Patients with large areas of severe hypoattenuation (i.e., high water uptake) are frequently excluded from EVT, and thus underrepresented in this study. Nevertheless, in a sensitivity analysis restricted to the patient subgroup with a pCore ≥ 50 mL, successful reperfusion was found to be negatively associated with lesion growth, with younger patients more likely to achieve a good outcome. This points toward a potential benefit of EVT, even for those with large baseline infarctions. The currently running randomized trials, including TESLA (ClinicalTrials.gov Identifier: NCT03805308), TENSION (ClinicalTrials.gov Identifier: NCT03094715), IN-EXTREMIS-LASTE (ClinicalTrials.gov Identifier: NCT03811769), and SELECT-2 (ClinicalTrials.gov Identifier: NCT03876457) will hopefully soon provide evidence for such cases.

This study has limitations. First, despite the long recruitment period, relatively few patients were included. This was particularly true for the large core subgroup, as such patients rarely undergo EVT. This likely resulted in the sensitivity analysis being underpowered to detect potential predictors of outcome and lesion growth. Nevertheless, we believe the significant association between NWU and core overestimation to be of particular interest for this patient population. Second, our standard acute stroke protocol consists of NCCT, CTA, and CTP independent of time window (i.e., is also done for patients presenting within 6 h). This should lend caution to stroke physicians in their decision-making processes, as the use of advanced imaging in the early time window could result in false exclusion of patients. Third, the association between patient clinical, imaging, and procedural characteristics with lesion growth may have been confounded by the potentially inaccurate measurements of pCore. To this end, we adjusted the analyses for the initial core measurements. Fourth, we included patients with both successful (eTICI 2c/3) and unsuccessful reperfusion in our cohort, which likely impacted infarct growth dynamics. Fourth, due to the retrospective nature of the study and relatively long recruitment period, there were substantial missing data, particularly for the 3-month clinical outcome, mRS90.
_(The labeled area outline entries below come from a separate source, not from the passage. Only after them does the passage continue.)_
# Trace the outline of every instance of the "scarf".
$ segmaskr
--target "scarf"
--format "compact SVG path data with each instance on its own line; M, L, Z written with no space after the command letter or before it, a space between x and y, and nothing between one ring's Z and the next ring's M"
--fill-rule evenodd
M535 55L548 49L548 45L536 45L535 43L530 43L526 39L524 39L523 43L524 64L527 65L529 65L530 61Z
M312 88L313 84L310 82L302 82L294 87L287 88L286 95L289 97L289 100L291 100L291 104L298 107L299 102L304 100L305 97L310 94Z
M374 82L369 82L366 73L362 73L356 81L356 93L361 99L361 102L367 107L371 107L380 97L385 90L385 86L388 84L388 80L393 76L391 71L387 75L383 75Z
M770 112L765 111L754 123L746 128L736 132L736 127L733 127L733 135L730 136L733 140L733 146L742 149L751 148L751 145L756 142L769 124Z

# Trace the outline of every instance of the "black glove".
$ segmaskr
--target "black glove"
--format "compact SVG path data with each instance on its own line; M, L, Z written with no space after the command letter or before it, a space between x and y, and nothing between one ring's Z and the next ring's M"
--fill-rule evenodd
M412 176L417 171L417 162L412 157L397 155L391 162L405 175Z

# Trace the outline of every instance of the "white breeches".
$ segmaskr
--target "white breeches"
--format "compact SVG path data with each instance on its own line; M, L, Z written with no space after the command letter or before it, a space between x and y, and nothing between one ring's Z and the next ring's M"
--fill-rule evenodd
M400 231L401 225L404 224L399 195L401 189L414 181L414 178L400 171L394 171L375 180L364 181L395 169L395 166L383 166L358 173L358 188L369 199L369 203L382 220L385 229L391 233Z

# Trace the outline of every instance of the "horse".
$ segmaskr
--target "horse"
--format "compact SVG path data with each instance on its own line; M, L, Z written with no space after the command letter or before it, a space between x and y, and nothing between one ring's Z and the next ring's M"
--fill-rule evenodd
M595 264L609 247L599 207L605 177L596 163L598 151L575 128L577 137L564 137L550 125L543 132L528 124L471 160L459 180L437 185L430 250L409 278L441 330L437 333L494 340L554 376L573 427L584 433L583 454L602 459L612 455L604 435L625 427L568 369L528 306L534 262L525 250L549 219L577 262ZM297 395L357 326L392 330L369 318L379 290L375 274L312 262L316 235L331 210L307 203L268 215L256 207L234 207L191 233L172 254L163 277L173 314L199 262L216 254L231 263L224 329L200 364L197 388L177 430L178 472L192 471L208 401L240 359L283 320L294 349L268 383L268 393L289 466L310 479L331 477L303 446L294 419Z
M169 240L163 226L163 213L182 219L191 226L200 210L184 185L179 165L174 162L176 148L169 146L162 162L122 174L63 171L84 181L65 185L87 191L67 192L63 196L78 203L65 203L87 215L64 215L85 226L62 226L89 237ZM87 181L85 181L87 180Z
To our knowledge, this is the first study that examines the modifying effect of NWU on CTP-derived core overestimation in patients with AIS who underwent EVT. This relationship of NWU on infarct core lesion size and growth is particularly relevant for those subsets of patients that have been, if inadvertently, excluded from the recent large clinical trials. If CTP-based parameters are to remain a major part of the decision-making workflow in AIS, a certain level of accuracy must be achieved. The relatively easy adjunct calculation of NWU could help clinicians decide which patients would most likely benefit from EVT thereby further contributing to the personalization of stroke medicine.

Conclusion

NWU can be used as a supplemental tool to CTP during admission imaging to more accurately assess the extent of irreversible ischemia, particularly relevant for patients with large CTP-defined cores who would otherwise be excluded from treatment.